Faith Conversations: ‘Agape’ brings depth to oft-used word, love
By Roxane B. Salonen
So what, then, is love? “God’s word, agape love, gives us a far better understanding of what love is and should be,” she says.
Seibold and several other area pastors have witnessed agape love through both personal experience and in the lives of their flock.
‘Other-centered’
The Rev. Matthew St. John, of Bethel Church, didn’t come to fully appreciate agape love until his mother-in-law, Lila, developed Alzheimer’s disease. As the illness progressed, she and her husband, Thurl, moved in with the St. Johns, and for years the family watched Thurl tenderly care for his bride, who, on the worst days, had become a stranger.
“I watched this unfold right across the hall from us. They were married for 56 years, and her dad told me one time, ‘I will do anything for her. I made a covenant to her, and I will serve her until the day she dies,’ ” St. John says. “It was the sweetest, most precious thing.”
But it was far from easy, which made it all the more special. “That was agape love to me, and it was Jesus portrayed right before my eyes.”

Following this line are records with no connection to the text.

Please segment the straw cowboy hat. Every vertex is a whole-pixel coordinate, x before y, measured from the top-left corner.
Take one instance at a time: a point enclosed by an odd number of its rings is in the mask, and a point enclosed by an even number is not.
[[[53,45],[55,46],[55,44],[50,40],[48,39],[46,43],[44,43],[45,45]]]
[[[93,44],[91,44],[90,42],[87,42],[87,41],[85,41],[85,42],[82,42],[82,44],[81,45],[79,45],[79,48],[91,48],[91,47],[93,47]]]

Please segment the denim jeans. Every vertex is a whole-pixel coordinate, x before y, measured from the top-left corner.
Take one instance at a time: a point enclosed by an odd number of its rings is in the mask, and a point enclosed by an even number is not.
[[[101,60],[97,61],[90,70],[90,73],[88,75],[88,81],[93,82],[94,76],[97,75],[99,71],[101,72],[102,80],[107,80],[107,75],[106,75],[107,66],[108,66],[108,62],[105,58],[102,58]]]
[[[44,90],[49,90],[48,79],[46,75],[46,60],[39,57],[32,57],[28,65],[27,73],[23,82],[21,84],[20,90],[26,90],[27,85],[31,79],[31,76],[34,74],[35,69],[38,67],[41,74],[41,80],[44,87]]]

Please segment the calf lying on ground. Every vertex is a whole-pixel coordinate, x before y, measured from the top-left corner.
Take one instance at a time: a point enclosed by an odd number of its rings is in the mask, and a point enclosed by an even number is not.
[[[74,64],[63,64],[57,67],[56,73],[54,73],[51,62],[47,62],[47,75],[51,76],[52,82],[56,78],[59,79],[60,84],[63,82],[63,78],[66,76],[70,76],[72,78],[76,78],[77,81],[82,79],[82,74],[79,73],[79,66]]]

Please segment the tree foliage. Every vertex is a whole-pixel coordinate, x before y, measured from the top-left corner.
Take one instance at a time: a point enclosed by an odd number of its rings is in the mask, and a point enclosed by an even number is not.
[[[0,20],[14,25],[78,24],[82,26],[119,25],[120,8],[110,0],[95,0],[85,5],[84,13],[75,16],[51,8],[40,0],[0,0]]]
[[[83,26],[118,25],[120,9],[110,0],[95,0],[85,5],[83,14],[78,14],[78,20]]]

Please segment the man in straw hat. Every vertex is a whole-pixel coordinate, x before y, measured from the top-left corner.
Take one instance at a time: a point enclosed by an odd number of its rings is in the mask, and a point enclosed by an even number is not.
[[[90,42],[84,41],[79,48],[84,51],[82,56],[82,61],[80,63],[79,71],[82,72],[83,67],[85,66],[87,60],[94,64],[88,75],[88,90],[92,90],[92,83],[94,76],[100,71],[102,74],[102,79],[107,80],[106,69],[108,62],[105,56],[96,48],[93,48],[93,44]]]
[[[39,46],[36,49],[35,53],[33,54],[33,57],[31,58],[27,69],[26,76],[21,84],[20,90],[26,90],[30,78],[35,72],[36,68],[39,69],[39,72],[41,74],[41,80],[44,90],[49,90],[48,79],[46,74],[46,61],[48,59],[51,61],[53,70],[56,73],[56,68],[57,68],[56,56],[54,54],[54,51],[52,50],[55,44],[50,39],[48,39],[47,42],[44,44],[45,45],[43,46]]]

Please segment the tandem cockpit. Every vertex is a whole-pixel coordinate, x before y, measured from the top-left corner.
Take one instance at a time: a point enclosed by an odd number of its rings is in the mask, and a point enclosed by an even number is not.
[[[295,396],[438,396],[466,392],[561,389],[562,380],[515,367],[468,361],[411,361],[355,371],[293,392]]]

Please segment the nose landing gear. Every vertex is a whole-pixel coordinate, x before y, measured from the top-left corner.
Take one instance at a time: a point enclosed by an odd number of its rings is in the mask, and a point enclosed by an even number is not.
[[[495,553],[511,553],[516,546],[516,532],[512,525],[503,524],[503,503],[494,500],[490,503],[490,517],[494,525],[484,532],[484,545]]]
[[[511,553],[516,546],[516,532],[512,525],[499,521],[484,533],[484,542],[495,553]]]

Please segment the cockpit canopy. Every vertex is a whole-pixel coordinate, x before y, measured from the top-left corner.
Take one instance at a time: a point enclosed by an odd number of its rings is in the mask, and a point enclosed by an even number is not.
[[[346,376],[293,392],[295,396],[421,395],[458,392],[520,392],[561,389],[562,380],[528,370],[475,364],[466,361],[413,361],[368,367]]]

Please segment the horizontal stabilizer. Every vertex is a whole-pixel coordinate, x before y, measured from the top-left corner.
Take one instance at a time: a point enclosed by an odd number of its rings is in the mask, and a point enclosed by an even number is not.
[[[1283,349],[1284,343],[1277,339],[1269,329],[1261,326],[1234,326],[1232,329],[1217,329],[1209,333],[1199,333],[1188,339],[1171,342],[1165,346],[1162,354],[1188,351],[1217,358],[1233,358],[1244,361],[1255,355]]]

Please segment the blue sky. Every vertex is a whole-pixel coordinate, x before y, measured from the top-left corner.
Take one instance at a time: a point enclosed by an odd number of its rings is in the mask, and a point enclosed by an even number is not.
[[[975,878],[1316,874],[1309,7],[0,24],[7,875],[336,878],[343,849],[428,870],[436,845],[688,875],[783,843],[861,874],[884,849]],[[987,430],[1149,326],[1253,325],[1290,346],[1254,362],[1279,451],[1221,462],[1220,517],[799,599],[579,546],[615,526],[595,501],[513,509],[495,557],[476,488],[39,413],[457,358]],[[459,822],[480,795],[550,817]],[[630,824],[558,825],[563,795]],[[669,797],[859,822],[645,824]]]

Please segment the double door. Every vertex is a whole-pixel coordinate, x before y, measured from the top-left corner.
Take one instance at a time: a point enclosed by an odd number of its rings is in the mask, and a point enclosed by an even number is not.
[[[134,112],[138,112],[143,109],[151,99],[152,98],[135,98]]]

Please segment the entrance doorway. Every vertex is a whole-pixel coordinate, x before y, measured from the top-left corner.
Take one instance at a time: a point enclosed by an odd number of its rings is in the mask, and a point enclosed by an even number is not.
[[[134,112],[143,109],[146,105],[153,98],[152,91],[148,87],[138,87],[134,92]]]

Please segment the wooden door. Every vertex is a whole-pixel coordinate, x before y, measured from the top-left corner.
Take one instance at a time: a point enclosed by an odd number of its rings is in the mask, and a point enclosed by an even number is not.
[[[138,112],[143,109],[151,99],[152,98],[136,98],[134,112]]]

Agape, according to St. John, is about having a preference or regard for someone else by intention. “It’s an ‘other-centered’ dynamic.”
And it’s in contrast to another word sometimes confused with love: lust.
“When you look in our world today and see things like the movie ‘Fifty Shades of Grey,’ that’s not love. There’s nothing dignifying in that,” he says. “Lust is about what I can get, and love is about what I can give.”
Agape-led awakening
The Rev. David Motta of Calvary United Methodist Church says though he was raised in the faith, in adolescence, he went astray for a time, selling booze to minors and tempting his fate with marijuana. Eventually, he got caught.
“My parents showed me agape love by loving me anyway,” he says. “Not by accepting what I was doing, but by saying, ‘Dave, you’re going to have to face the music with the law, but we’re going to love you even so.’ That meant something to me, and it made the gospel come alive to me.”
Motta says our world is hungry for that kind of love – the kind that isn’t conditional. “It’s not, I love you if you do this, or I love you because you’re pretty, or whatever,” he says. “No, it’s just I love you, period.”
But it must be accompanied by truth, otherwise it becomes hypocrisy, he says. “You can love people, even when they’re wrong.”
His daughter Elise recently went to Washington, D.C., to march at the Capitol in protest of abortion. “As they were marching, it was a wonderful way of responding to people who disagree without compromising,” he says. “ ‘Yes, we’re the pro-life generation, but we’re not going to be mean to people who disagree.’ ”
Recently, when in the presence of someone considering suicide, Motta discovered a new form of agape love, through the simple act of listening.
“Thank God he didn’t succeed, but what do you say?” Motta says. “Words don’t mean a whole lot in those situations, but just showing up, trying to listen a little bit, that’s a powerful expression of agape love.”
Stories abound
Seibold says she’s witnessed agape love through a woman in the community who makes quilts for people who are homebound – without sharing her identity.
“She gets their names, finds out what their need is, and makes a quilt for them,” Seibold says.
“She gives of her time, energy and creativity and expects absolutely nothing in return.”
The act of parenting also demonstrates agape, she says. “You give of your time, sleep, food and money, just to raise another human being, and that’s really a self-giving love, too.”
Sometimes, she says, we even see it on the national scene, such as in the story of former Ravens NFL football player Ma’ake Kemoeatu, who retired so he could give his younger brother his kidney.
“And I think of other stories that touch our hearts. We hear about the school shootings and the teachers who give their lives to protect the kids they teach,” she says. “That’s an extreme example of a self-giving love – the kind that Jesus demonstrates.”
Though each pastor mentions various Scripture passages demonstrating agape love, they all zero in on one in particular, John 3:16, which begins, “For God so loved the world that he gave his only begotten son.”
“This is how we know what love is,” Motta says. “Jesus Christ laid down his life for us, and we ought to lay down our lives for each other. And it seems here that love is an action. God’s love is doing. It’s a decision to love even when we don’t really think people deserve it.”